Finding a confessional attitude

You can find an index of all the 31 Days of Encountering Judaism here.

I didn't expect to find Judaism helping me out with my rule as an Associate of the Order of Holy Cross.

But as the first Yom Kippur service of the morning began, I found myself taken by the sung prayer of confession. An alphabetical list of sins. In the prayer book "Gates of Repentance" that is used in Reformed congregations for Rosh Hashanah and Yom Kippur, it is summarized in English as:
"Who among us is righteous enough to say: 'I have not sinned'? We are arrogant, brutal, careless, destructive, egocentric, false, greedy, heartless, insolent, and joyless. Our sins are an alphabet of woe."
Except I'm pretty sure we sang all the letters not just the first part, and with each word, tapped our heart with a fist, in a move that's reminiscent of mea culpa.

It is a thousand ways more better (more better?) than the vague confession found in the Episcopal Sunday morning liturgy: "for things we have done and have left undone".

It is more better because these are concrete, vivid words. Words that can bring to mind a past action or thought.

I'm not sure I could do this every day or every week or indeed, once a month, because the litany of sins would be pretty depressing but once a year seems about right.

The music captivated me as well. In reading Wikipedia (I was looking for the list of all the sins--could only find them all printed in a book, alas), I came across this:
It is traditional that both Ashamnu and Al Cheyt are chanted in a somewhat upbeat melody ... This may seem unusual, as one might have expected a confession of sins to be chanted as a dirge. But an uplifting melody is common in all Jewish traditions.[11] One explanation is that by this confession, "the worshipper is stimulated to a mood of victory and a sense of hopeful living in the face of an unknown and unpredictable future."[12] (Wikipedia, the footnote numbers will take you directly to the footnotes on the Wikipedia page)
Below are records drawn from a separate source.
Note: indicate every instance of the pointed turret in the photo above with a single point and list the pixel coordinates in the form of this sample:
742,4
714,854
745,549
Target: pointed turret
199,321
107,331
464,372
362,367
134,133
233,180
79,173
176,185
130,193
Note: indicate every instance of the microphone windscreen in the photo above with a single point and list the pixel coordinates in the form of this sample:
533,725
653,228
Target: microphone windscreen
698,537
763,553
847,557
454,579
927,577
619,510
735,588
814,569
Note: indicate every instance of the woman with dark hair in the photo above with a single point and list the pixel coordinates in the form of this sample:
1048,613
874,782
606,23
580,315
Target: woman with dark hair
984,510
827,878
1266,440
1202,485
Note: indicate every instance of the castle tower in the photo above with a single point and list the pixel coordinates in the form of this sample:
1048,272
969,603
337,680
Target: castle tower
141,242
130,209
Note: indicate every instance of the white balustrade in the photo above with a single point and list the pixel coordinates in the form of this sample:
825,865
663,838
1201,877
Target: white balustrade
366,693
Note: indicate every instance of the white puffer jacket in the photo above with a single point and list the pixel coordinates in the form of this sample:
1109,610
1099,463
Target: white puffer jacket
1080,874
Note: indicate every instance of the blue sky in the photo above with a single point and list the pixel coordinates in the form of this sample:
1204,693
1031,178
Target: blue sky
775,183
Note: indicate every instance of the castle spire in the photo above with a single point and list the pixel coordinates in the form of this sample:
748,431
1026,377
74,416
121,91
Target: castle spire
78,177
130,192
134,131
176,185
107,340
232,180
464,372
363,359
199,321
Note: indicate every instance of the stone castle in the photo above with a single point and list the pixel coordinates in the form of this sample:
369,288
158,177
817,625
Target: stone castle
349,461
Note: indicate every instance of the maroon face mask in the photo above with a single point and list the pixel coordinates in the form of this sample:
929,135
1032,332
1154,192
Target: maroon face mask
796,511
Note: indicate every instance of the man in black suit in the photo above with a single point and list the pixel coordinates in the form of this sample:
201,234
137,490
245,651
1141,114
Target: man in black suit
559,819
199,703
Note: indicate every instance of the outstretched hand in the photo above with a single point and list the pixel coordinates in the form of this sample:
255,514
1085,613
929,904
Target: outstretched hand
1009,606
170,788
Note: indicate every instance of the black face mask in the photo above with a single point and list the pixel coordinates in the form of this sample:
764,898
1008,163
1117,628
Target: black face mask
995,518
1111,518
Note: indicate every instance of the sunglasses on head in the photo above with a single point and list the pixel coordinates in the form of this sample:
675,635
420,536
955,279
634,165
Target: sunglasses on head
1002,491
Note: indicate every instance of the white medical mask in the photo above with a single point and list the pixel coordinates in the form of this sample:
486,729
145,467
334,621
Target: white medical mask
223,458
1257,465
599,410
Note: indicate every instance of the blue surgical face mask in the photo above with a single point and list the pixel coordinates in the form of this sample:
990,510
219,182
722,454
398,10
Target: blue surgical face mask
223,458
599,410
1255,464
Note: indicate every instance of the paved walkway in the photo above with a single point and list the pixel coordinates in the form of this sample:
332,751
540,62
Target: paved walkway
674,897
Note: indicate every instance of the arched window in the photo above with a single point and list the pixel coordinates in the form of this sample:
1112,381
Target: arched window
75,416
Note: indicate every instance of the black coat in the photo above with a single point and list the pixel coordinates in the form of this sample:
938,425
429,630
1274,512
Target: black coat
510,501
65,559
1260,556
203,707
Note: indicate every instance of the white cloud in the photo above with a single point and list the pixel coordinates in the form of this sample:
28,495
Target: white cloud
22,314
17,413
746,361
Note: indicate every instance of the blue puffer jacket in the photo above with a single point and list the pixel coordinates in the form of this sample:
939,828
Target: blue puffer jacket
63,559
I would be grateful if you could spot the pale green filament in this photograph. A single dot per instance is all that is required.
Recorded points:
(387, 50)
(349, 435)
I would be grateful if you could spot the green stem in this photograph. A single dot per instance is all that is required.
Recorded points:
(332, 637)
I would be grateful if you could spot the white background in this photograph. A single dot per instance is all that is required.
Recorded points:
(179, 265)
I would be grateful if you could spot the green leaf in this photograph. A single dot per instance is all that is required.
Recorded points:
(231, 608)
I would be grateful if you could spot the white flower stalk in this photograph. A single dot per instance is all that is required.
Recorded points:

In confessing the sin, there is hope. I didn't get Yom Kippur before I experienced the services, but now, I think, I'm starting to get it. And may even participate more fully (what's with me and "more adverb" tonight?).

Oh and my rule? I'm supposed to review my day, Ignatian-style, and look at what I did well and where I failed in being a Christian. It feels more like a building self-awareness way than a penitential thing. In any case, it's been a very shallow review of the day, more cheers than jeers, you might say, not very intentional at all.

I must have grown up in a church where there was absolutely no mention of confession, or the one time we had a fire and brimstone preacher it pissed me off so much, I just completely wrote it off as ridiculous.

Now ... now, I see the potential good in confession.